The errors pile up exactly where the slogan breaks. Third-class women are the single worst cell: 39 of them in the test set, and the model botches 44% of those calls. They are the coin-flip group, 46% survived and the rest did not, and the model, leaning on “woman, so probably survived,” guesses wrong almost half the time. Three of them survived and the model had already written them off.
The other failure mode is first-class men. Twenty-five of the 38 in the test set died, but the model’s instinct is “first class, decent odds,” so it bet survival on five men who did not make it. Picture sex and class as two arrows pushing on each prediction. For most passengers they point the same way and the model coasts. For third-class women and first-class men they point in opposite directions, and a linear model can only add the arrows, never resolve them. Neither can the forest. I checked, and it makes its mistakes in the same two cells.

When I line up the logistic coefficients against the forest’s importances, they tell the same story in two dialects. The logistic model’s biggest weight by far is being male (coefficient -2.51 in log-odds), then third class (-1.93), then age (-0.49). The forest agrees: sex carries 45% of its importance, then fare and third class. Two completely different fitting procedures landed on one ranking. That is reassuring and a little deflating. The forest unlocked no secret structure. There is sex, class, and a fog of individual luck the data cannot see.

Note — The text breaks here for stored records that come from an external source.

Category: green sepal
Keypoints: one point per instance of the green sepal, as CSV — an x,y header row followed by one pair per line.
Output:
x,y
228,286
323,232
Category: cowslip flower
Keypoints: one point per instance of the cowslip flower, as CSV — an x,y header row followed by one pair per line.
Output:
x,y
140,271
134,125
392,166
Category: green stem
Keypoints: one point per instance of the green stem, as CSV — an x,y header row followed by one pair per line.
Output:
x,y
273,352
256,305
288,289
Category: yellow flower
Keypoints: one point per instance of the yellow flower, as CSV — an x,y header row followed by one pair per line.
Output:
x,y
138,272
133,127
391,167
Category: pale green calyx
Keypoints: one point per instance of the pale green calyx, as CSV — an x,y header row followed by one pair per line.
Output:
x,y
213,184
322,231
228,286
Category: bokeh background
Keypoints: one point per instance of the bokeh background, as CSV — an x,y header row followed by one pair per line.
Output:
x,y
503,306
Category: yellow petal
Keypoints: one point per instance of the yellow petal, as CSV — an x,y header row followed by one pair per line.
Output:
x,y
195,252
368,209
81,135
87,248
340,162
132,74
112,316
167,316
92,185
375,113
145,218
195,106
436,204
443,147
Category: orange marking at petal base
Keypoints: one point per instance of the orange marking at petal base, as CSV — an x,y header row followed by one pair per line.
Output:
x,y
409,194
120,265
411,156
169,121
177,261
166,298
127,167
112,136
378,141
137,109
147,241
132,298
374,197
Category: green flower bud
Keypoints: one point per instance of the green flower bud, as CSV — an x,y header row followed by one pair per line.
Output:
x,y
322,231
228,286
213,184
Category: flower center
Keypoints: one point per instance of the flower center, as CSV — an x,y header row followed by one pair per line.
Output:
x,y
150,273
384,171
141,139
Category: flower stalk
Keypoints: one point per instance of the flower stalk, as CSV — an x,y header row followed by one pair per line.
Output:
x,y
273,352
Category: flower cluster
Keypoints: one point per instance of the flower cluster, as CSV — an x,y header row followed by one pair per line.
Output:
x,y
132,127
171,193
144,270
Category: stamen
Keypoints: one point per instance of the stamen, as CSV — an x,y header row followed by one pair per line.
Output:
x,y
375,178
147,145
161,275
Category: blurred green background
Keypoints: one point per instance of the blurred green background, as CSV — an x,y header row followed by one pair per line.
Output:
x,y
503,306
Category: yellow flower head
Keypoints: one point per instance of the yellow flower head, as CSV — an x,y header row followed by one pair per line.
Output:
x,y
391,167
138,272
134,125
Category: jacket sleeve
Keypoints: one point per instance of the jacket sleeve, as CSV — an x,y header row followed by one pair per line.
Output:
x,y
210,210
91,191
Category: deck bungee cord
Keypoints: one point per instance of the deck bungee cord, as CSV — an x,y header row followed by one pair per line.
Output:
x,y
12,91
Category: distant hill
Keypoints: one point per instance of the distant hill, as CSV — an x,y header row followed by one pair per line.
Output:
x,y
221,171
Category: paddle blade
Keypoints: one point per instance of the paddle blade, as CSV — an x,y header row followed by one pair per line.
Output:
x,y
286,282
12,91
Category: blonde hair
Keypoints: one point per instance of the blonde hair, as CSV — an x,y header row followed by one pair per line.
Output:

Ship the logistic model, but run it through a calibration step before anyone reads its probabilities as probabilities. That is the one concrete defect the test set surfaced. Do not reach for the forest expecting a lift; on this problem there is none to reach for. And treat the 78% ceiling as a feature of the world, not a failure of the model: the misses concentrate in the exact passengers whose survival sex and class could not agree on, and no amount of model complexity invents the information that would settle it.
One honesty note, the same one that shadows everything built on this dataset: it is 891 rows, age is missing for 177 of them (about 20%) and filled with a median inside the pipeline, and the test set is 223 people. The 0.002 AUC gap would wobble under a different seed. I would not bet the third decimal. I would bet the conclusion, because the coefficients, the importances, and the baseline all keep pointing at it.